Data Architecture Viewpoint
The Data Architecture Viewpoint is also of technical nature, will be oriented to communicate about the data model used to operate the observatory. This viewpoint is intended for experts in data management of the alliance to observe how the integration of the different data sources of each university has been implemented and will also allow users less expert in data processing to make specific queries to observe specific indicators on certain conditions (reports on a particular instrument, on its deployment, on its evolution over time, etc.).The results of these consultation operations, if relevant, could later be integrated into one of the 4 initial viewpoints.
PostgreSQL (Data Warehouse)
- Role: Central repository storing structured data such as deliverables, indicators, and metrics.
- Multi-Database Setup:
- strapi: Contains raw input tables from Strapi forms.
- datamart: Holds transformed and processed data ready for MediaWiki queries.
- unita-data: Contain additional metadata or wiki configuration tables.
- Administration: Managed via pgAdmin for database operations (e.g., backups, user management).
Apache HOP (ETL and Reporting)
- Processes:
- Data Retrieval: Fetches raw datasets from MinIO buckets (CSV files) or Strapi tables in PostgreSQL.

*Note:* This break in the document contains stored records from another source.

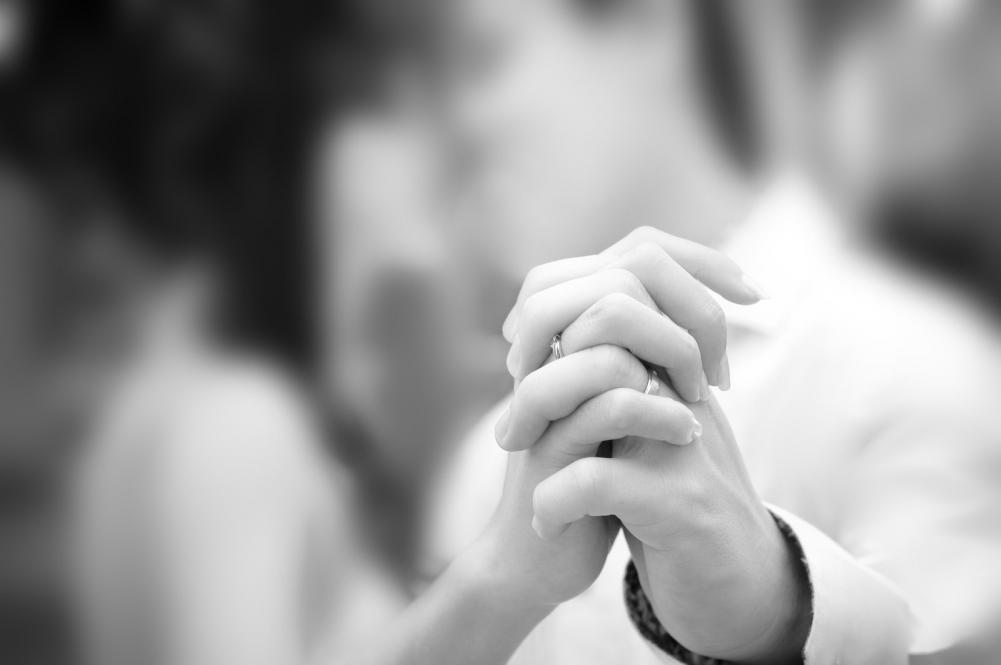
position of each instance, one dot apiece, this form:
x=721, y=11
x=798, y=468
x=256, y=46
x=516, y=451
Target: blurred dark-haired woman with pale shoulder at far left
x=170, y=147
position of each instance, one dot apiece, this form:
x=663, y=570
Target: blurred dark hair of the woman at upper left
x=193, y=123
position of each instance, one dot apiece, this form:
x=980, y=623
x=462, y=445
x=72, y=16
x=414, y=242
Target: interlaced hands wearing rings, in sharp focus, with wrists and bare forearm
x=715, y=566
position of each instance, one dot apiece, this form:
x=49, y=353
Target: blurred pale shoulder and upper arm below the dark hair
x=211, y=527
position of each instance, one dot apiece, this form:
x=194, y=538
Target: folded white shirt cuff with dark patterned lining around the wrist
x=858, y=618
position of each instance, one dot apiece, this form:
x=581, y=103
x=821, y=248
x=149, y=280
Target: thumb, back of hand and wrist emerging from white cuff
x=717, y=570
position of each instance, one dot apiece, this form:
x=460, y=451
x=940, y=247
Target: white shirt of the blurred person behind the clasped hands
x=866, y=403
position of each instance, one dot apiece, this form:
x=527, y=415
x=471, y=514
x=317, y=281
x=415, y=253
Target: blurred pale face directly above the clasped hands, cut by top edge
x=557, y=105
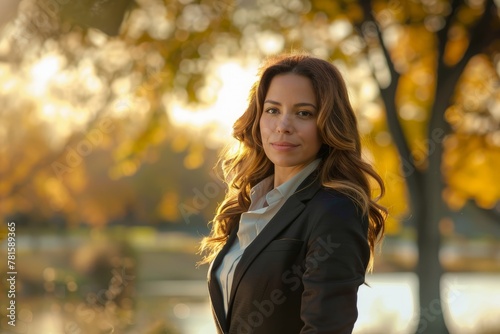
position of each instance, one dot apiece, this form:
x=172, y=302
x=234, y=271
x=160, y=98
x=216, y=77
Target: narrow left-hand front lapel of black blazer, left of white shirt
x=213, y=285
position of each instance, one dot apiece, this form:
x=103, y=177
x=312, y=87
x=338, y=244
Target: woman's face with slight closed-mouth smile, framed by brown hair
x=288, y=126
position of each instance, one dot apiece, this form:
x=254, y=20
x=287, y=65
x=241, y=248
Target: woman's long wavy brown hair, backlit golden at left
x=342, y=167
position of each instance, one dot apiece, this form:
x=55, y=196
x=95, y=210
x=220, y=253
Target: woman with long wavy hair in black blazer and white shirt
x=295, y=234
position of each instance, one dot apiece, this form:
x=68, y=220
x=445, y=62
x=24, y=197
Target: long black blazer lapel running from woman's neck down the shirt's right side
x=285, y=216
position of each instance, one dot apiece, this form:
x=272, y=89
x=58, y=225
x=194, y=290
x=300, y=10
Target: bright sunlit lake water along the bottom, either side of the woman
x=471, y=304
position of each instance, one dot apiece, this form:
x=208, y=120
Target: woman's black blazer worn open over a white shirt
x=302, y=272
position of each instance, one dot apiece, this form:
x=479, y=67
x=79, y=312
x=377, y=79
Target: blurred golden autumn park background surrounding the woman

- Data Transformation: Cleans and normalizes data, ensuring consistency (e.g., date formatting, numeric checks, selecting values).
- Data Integration: Loads validated data into the datamart schema for consumption by MediaWiki.
- Scheduling & Monitoring: Deployed Apache HOP “Carte Server” allows scheduling of jobs and transformations, with logs for error handling and performance monitoring.
MinIO (Object Storage)
- Role: Stores raw data files (CSV, PDFs, images, etc.) uploaded by UNITA Offices.
- Integration: Apache HOP connects to MinIO using an S3-compatible interface, retrieving files for ETL processing.
- Organization: Multiple buckets can be created (e.g., “dev” for storing Apache HOP transformations, indicators buckets to store CSV files coming from UNITA Offices).
Strapi (Middleware / Headless CMS)
- Purpose: Provides a user-friendly interface for UNITA Offices to manually input or update indicator data.
- Data Flow: Stores raw records in its own PostgreSQLL database schema, which Apache HOP then reads, transforms, and pushes into datamart.
- APIs: Exposes REST or GraphQL endpoints if needed for external integrations or advanced use cases.